A organização Pan-africana divulgou uma declaração em que “condena firmemente a tomada do poder pelo exército Sudanês (…) e a dissolução do Governo de Transição, e rejeita totalmente a mudança inconstitucional de Governo”, descrita no texto como “inaceitável” e “uma afronta aos valores partilhados e às normas democráticas da UA”.
A UA “congratula-se com a libertação do Primeiro-Ministro” Abdallah Hamdock, preso na segunda-feira de manhã pelos militares e libertado na terça-feira à noite, e “apela à libertação total e incondicional de todos os detidos, incluindo Ministros e outros funcionários civis”.

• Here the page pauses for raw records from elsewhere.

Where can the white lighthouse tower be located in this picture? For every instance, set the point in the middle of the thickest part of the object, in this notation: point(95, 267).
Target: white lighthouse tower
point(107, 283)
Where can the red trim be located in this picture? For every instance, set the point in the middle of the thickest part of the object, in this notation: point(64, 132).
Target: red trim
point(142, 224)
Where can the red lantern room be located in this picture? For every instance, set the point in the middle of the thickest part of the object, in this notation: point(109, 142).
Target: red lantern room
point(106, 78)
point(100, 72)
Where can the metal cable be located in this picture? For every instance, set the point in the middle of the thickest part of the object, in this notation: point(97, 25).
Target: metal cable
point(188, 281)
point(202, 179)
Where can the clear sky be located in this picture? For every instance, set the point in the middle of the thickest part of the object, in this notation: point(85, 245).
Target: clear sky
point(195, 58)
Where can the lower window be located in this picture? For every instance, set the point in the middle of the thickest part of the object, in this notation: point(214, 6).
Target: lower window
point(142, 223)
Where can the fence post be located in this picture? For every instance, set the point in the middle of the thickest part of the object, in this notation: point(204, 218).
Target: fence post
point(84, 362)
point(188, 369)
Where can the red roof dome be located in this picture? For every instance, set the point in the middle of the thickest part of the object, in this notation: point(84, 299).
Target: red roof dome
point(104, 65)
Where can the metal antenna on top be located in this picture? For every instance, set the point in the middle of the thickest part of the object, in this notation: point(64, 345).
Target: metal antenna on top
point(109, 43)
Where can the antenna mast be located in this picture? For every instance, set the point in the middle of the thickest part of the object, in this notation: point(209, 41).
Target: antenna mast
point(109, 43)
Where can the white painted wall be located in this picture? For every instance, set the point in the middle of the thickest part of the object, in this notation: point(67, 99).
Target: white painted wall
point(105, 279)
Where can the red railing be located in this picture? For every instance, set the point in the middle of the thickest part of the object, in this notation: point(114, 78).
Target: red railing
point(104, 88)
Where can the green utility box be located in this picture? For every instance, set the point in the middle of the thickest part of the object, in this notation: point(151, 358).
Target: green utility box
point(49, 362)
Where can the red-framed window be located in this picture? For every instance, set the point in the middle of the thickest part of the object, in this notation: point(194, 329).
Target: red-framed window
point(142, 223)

A organização anuncia ainda o envio de uma “missão ao Sudão para dialogar com todas as partes, com vista a encontrar uma solução amigável para o atual impasse político”.
Estas decisões foram tomadas numa reunião esta terça-feira do Conselho de Paz e Segurança, o órgão responsável pelos conflitos e questões de segurança no seio da UA.